According to MDIF, the initial content access includes international and local news, crop prices for farmers, Teachers Without Borders, emergency communications such as disaster relief, applications and content such as Ubuntu, movies, music, games, and Wikipedia in its entirety.[7]

Requests to NASA to use the International Space Station to test their technology were denied in June 2014 due to, as stated by a letter sent by the Center for the Advancement of Science in Space (CASIS) to the staff working for Outernet, both inaccuracies within the proposition, such as "it is assumed that the NanoLab housing will be provided by the CASIS program outside the budget", and costs, ranging from $150K($150,000) to $175K($175,000). This resulted in the CASIS operations review stating in the letter that "the likelihood for mission success as proposed is not probable."[8]


A device called the "Lantern" (previously known as Pillar), a data receiver and media storage system, is being designed and developed by Outernet that will be a "completely self-contained, high-speed receiver" that is "solar-powered, weatherproof, and creates a wireless hotspot to allow WiFi-enabled devices to access content." [9] The purpose of the Pillar, as stated by Outernet, is to provide free access to the media archive, through Outernet, in high traffic public locations, such as schools. [10]

The mobile receiver is also under development by Outernet. There is currently no active signal for Outernet's mobile service, but Outernet expects that it will begin signal testing in late 2014.[9]
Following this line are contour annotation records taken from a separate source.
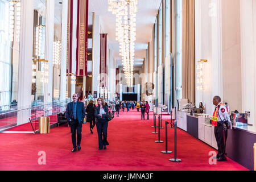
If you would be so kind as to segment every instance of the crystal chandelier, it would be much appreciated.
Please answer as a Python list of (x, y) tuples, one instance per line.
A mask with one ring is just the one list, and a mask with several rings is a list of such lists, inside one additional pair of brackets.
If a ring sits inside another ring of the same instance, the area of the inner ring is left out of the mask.
[(54, 42), (53, 64), (60, 65), (61, 55), (61, 42), (57, 40)]
[(16, 41), (19, 42), (20, 32), (20, 2), (9, 0), (9, 39), (14, 41), (14, 30), (16, 33)]
[(138, 0), (109, 0), (109, 11), (116, 16), (116, 40), (127, 85), (133, 85), (134, 45), (136, 40), (136, 13)]

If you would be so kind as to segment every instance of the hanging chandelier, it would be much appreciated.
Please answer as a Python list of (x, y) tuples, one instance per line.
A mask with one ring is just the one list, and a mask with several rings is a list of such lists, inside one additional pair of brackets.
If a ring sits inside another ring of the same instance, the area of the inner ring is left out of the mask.
[[(14, 41), (16, 36), (16, 41), (19, 42), (20, 33), (20, 1), (9, 0), (9, 39)], [(15, 35), (14, 35), (14, 32)]]
[(116, 16), (116, 40), (119, 42), (126, 83), (133, 85), (136, 13), (138, 0), (109, 0), (109, 11)]

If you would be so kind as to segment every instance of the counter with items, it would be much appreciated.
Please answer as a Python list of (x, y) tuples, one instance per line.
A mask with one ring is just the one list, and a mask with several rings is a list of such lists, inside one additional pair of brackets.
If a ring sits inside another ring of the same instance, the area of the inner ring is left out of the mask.
[[(177, 111), (177, 126), (215, 149), (214, 127), (211, 116), (204, 114), (191, 115), (185, 111)], [(256, 143), (256, 127), (234, 122), (233, 129), (228, 130), (226, 151), (228, 157), (242, 166), (253, 170), (253, 146)]]

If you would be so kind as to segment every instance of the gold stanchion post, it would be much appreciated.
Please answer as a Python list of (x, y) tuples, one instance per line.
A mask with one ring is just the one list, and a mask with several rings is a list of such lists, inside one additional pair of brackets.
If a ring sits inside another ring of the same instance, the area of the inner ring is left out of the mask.
[(49, 133), (49, 117), (39, 118), (39, 133), (46, 134)]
However, another way to access the transmissions sent by Outernet is to build a receiver, which requires certain components, including a Raspberry Pi, satellite dish, LNB(Low Noise Block), and USB satellite tuner. When set up, the satellite dish receives the information broadcast by Outernet, which then is sent to the Raspberry Pi through the USB satellite tuner. The data received is stored on the Raspberry Pi, which then can be accessed when a Wi-Fi dongle is connected to the Raspberry Pi and setup correctly. Currently, this method only works with specific components when dealing with the USB satellite tuner and USB Wi-Fi dongles.[11]


The Outernet is currently in a development phase, involving auto financing. The Outernet project is raising funds to expand the Outernet globally, in order to reach third world countries or populations lacking basic access to the Internet. The amount of funds necessary to kickstart the project is $200,000. As of 20 November, 2014, $224,167 has been raised. However, public participation is still encouraged until December 12, 2014, as the maximum donation is listed at $1,000,000,000. [12]
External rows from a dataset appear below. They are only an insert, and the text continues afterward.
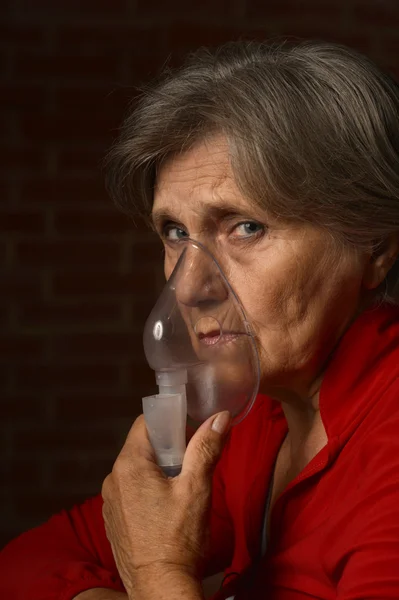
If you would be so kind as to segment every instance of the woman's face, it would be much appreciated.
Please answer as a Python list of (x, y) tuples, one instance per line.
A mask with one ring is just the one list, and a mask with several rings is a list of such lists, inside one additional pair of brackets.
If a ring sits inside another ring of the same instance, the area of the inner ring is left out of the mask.
[[(314, 226), (270, 218), (244, 197), (222, 137), (163, 166), (153, 219), (165, 244), (167, 278), (176, 242), (185, 237), (201, 242), (222, 266), (257, 340), (260, 391), (307, 396), (359, 308), (364, 259), (338, 252)], [(218, 303), (216, 293), (211, 300)]]

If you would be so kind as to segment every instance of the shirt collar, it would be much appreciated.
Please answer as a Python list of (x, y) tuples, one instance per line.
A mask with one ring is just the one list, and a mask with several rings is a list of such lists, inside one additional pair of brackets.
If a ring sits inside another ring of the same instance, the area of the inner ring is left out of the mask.
[(342, 337), (320, 389), (329, 440), (343, 442), (399, 377), (399, 307), (364, 311)]

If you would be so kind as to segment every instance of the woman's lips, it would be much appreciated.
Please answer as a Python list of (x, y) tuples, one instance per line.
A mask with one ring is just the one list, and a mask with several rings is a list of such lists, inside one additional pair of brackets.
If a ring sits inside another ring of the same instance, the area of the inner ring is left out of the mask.
[(226, 344), (237, 339), (240, 334), (234, 331), (226, 331), (221, 333), (220, 331), (209, 331), (208, 333), (199, 333), (198, 339), (202, 344), (206, 346), (214, 346), (215, 344)]

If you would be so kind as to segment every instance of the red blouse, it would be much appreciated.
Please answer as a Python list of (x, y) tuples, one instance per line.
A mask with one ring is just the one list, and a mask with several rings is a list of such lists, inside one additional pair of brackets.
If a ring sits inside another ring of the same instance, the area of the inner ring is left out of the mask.
[[(352, 325), (320, 392), (328, 443), (275, 503), (261, 556), (267, 490), (286, 434), (280, 407), (259, 396), (231, 433), (215, 473), (209, 574), (221, 597), (399, 598), (399, 309)], [(53, 516), (0, 554), (0, 598), (71, 600), (123, 591), (101, 497)]]

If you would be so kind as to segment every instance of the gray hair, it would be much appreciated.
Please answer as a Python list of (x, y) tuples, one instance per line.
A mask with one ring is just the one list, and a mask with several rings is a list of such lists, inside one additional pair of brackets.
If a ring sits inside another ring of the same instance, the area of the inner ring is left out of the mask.
[[(247, 197), (377, 251), (399, 233), (399, 87), (365, 56), (323, 42), (201, 49), (141, 95), (107, 162), (126, 212), (151, 210), (157, 169), (215, 133)], [(383, 300), (399, 303), (399, 261)]]

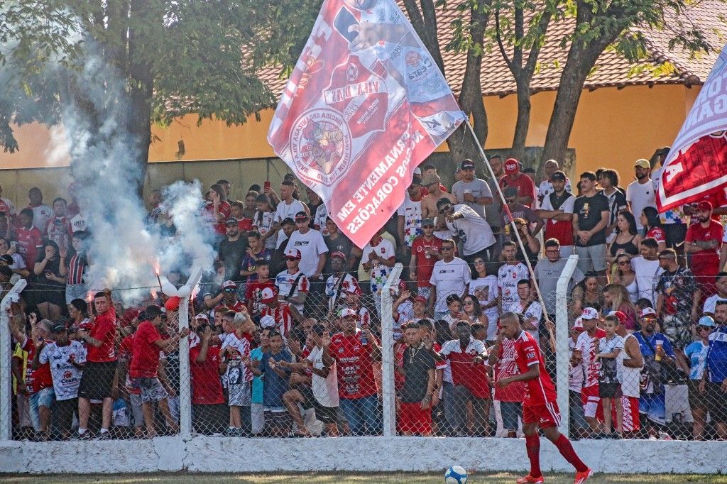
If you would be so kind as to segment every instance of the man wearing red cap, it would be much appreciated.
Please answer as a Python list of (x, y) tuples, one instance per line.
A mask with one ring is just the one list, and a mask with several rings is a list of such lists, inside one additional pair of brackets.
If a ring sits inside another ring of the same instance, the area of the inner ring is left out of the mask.
[(500, 178), (500, 188), (507, 187), (518, 189), (518, 202), (529, 207), (535, 199), (535, 185), (530, 177), (520, 172), (520, 162), (514, 158), (505, 162), (505, 175)]
[(684, 251), (692, 254), (691, 272), (702, 297), (709, 297), (717, 291), (714, 281), (720, 271), (719, 247), (724, 234), (722, 225), (712, 219), (712, 203), (699, 202), (695, 214), (699, 222), (687, 229)]

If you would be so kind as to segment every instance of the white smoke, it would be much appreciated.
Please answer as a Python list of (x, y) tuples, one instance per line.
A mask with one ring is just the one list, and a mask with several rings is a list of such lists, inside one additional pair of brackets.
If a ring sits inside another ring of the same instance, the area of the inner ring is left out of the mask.
[[(71, 158), (76, 197), (91, 240), (87, 282), (89, 289), (111, 289), (127, 304), (148, 297), (156, 286), (156, 269), (188, 273), (193, 265), (211, 270), (216, 255), (212, 231), (202, 214), (198, 181), (178, 181), (164, 190), (164, 206), (176, 235), (147, 223), (147, 212), (136, 187), (142, 174), (133, 160), (139, 156), (129, 132), (130, 116), (126, 83), (100, 56), (89, 53), (76, 85), (97, 113), (84, 116), (68, 96), (62, 119)], [(63, 98), (63, 97), (62, 97)], [(91, 125), (91, 119), (97, 126)]]

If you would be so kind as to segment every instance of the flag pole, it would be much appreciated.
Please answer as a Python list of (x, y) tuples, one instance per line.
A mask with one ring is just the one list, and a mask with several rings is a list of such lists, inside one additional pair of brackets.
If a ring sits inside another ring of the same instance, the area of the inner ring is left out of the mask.
[[(523, 244), (523, 240), (520, 237), (520, 233), (518, 232), (518, 227), (515, 225), (515, 219), (513, 218), (513, 214), (510, 212), (510, 207), (507, 206), (507, 203), (505, 201), (505, 194), (502, 193), (502, 189), (500, 188), (499, 181), (495, 177), (495, 173), (492, 171), (492, 166), (490, 166), (490, 162), (487, 159), (487, 156), (485, 155), (485, 150), (482, 149), (482, 145), (480, 144), (480, 141), (477, 139), (477, 136), (475, 134), (475, 130), (473, 129), (472, 124), (470, 124), (469, 116), (465, 119), (465, 122), (467, 123), (467, 126), (470, 129), (472, 137), (475, 140), (475, 144), (477, 145), (477, 148), (480, 150), (480, 155), (482, 156), (482, 162), (485, 164), (485, 166), (487, 167), (490, 177), (491, 177), (492, 180), (495, 182), (494, 185), (497, 189), (497, 195), (499, 196), (500, 203), (507, 216), (508, 223), (510, 223), (512, 226), (513, 233), (515, 234), (515, 238), (518, 239), (518, 245), (520, 246), (520, 250), (525, 257), (525, 263), (528, 266), (528, 272), (530, 273), (530, 279), (535, 288), (535, 294), (538, 295), (538, 301), (540, 302), (540, 308), (542, 310), (543, 316), (545, 318), (545, 327), (547, 328), (548, 333), (550, 334), (550, 346), (552, 347), (553, 350), (555, 351), (555, 335), (553, 334), (553, 329), (551, 328), (552, 323), (550, 321), (550, 318), (548, 318), (547, 311), (545, 310), (545, 302), (543, 300), (542, 294), (540, 293), (540, 288), (538, 286), (537, 279), (535, 278), (535, 272), (533, 270), (533, 266), (530, 264), (530, 259), (528, 259), (528, 253), (525, 250), (525, 246)], [(525, 176), (526, 177), (527, 175)], [(533, 201), (534, 203), (535, 201), (534, 200)]]

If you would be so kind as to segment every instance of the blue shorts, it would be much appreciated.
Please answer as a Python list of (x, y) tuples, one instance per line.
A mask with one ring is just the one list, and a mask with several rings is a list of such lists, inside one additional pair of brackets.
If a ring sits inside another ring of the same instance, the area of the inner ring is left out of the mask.
[(638, 413), (661, 425), (666, 424), (667, 406), (664, 390), (659, 394), (642, 393), (638, 400)]

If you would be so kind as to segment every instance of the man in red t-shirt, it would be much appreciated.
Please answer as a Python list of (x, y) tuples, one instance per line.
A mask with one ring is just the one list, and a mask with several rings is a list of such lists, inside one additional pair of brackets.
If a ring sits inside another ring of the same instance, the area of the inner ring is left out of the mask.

Outernet has stated three specific goals when developing the Outernet: to provide information without censorship for educational and emergency purposes. They have stated that they plan to provide information about "news, civic information, commodity prices, weather, construction plans for open source farm machinery" and other types of information. They also have stated that they will be providing access to "courseware," which includes textbooks, videos, and software. Outernet will be available also when access to regular Internet connection is down for any reason.[7]

Media coverage[edit]

Media coverage over the Outernet has ranged from excitement to skepticism. A CNN video released on February 24, 2014 goes into detail of how the idea seems great, but has many drawbacks due to costs and the feasibility of the project. Other media outlets that have brought up the Outernet include The Washington Post and NBC. [7] Media coverage has also gone into other competing projects that have surfaced, such as Google's Project Loon and Facebook's Internet.org.[13]

There has also been debate over the politics involved in the introduction of the Outernet to the public. Many fears exist over whether "the major telecom companies worldwide will fight the plans for space-based broadcasting of information readily available on the Internet."[14]